Infrastructure as Code with Serverless Framework in AWS

Suminda Niroshan
9 min readAug 3, 2019

--

Figure 01 — Serverless Framework Deployment

When developing applications in cloud, it’s less worrying about the underlying infrastructure as it is managed for us. Creating a few microservices and getting them up and running in cloud is really easy and seamless.

When we build cloud applications, we lose some aspect of control. Having the source code of microservices in a source control is not enough to get the overall system up and running in a new environment. The code is only part of the overall system. The infrastructure needs to be built manually such as creating runtime environments to run the code and an API Gateway to access it.

What’s the solution for this? Infrastructure as Code! Well as the name implies, using this method, it’s possible to represent the overall cloud system as Code.

There are several Frameworks/Tools for this,

  • Serverless Framework
  • AWS CloudFormation
  • AWS The Serverless Application Model (SAM)
  • ZAPPA
  • Claudia.js
  • Terraform

In this guide “Serverless Framework” will be used as it is cloud agnostic and supports many cloud platforms such as AWS, Azure and Google Cloud. You can find a comparison with other frameworks from this link.

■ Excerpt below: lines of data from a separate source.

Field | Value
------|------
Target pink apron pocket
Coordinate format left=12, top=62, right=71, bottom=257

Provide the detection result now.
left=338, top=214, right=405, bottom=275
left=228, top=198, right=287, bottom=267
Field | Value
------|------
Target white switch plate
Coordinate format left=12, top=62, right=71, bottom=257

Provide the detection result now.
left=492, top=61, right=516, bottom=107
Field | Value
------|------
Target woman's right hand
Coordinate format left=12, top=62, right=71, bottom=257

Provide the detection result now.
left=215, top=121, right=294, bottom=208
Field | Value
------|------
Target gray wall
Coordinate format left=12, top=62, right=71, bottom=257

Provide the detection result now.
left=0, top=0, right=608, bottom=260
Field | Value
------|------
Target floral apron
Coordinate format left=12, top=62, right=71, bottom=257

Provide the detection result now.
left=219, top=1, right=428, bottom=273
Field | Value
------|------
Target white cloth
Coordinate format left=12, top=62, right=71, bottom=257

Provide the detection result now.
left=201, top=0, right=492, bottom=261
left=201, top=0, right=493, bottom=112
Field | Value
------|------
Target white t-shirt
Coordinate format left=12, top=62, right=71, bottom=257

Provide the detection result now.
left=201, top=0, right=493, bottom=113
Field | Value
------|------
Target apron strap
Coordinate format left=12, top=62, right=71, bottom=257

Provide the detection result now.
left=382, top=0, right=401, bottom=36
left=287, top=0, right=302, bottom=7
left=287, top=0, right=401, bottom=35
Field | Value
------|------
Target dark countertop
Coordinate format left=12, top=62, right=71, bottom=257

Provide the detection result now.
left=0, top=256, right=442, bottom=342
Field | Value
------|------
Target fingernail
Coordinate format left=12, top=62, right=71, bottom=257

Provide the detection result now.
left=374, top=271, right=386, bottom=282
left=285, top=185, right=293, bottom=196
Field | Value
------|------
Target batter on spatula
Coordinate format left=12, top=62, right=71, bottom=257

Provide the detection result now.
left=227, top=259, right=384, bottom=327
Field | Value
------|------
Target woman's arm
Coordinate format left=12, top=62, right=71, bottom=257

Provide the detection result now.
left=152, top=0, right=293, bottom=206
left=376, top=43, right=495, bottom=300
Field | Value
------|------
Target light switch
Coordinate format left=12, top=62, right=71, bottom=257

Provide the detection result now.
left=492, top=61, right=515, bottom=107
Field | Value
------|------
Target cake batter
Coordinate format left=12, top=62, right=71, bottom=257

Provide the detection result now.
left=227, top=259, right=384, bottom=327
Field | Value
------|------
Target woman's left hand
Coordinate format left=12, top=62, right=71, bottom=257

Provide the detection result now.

I will provide a walkthrough on configuring a cloud system in Serverless Framework using several AWS services which I have built in a previous post.

Prerequisites

You need to have an AWS account and some basic knowledge working with AWS services. Following AWS services will be utilised throughout this guide.

  • Lamda Service
  • Textract Service
  • Simple Notification Service
  • Simple Storage Service
  • Identity Access Management Service

Make sure to have the following installed,

You will learn

To configure all of the services above in Serverless Framework as infrastructure as code.

Serverless Framework

Serverless Framework is open source. It’s written using NodeJS and initially developed for building applications on AWS Platform and now it supports Azure, Google Cloud, Oracle Cloud and more.

It handles most of the boilerplate code when it comes to generating infrastructure as code in each respective platform. It has great community support. It currently supports 8 different cloud providers with the same developer experience.

You can find more info here.

Demo Application

Figure 02 — Demo AWS Textract System

A demo application will be deployed using Serverless Framework (See figure 02).

The basic functionality of the demo application will be really simple. Whenever a PDF document is uploaded to the S3 bucket, a Lambda function will be triggered and it will start a text extraction processing job in AWS Textract service. Once the AWS Textract completes the job, it will send a notification to the AWS Simple Notification Service which will trigger another Lambda function. The triggered Lambda from AWS SNS Service will get the text extraction job result from the payload and write the results to a text file in the S3 bucket with the same name as the PDF.

AWS SDK for Python boto3 is added as a Lambda layer for both Lambdas.

To summarize, when we upload a PDF document to the S3 bucket, it should output a text file with the same name with extracted text content.

The demo application consists of following AWS services which we need to configure in infrastructure as code in Serverless Framework.

  • Lamda Service
  • Textract Service
  • Simple Notification Service
  • Simple Storage Service

You can get the code from this Github Repo.

Getting Started

Serverless Framework is installed via Node package manager. Open a command prompt and execute the following command.

npm install -g serverless

Create a new project using following command.

serverless create --template aws-python3 --path Serverless-Framework-AWS-Textract

This will create a project with a sample Python3 based Lambda function. Go into the created “Serverless-Framework-AWS-Textract” directory from command line.

Install the Serverless Framework plugin “serverless-pseudo-parameters” with the following command. This plugin allows access to AWS environment variables easily instead of writing lines of CloudFormation expressions.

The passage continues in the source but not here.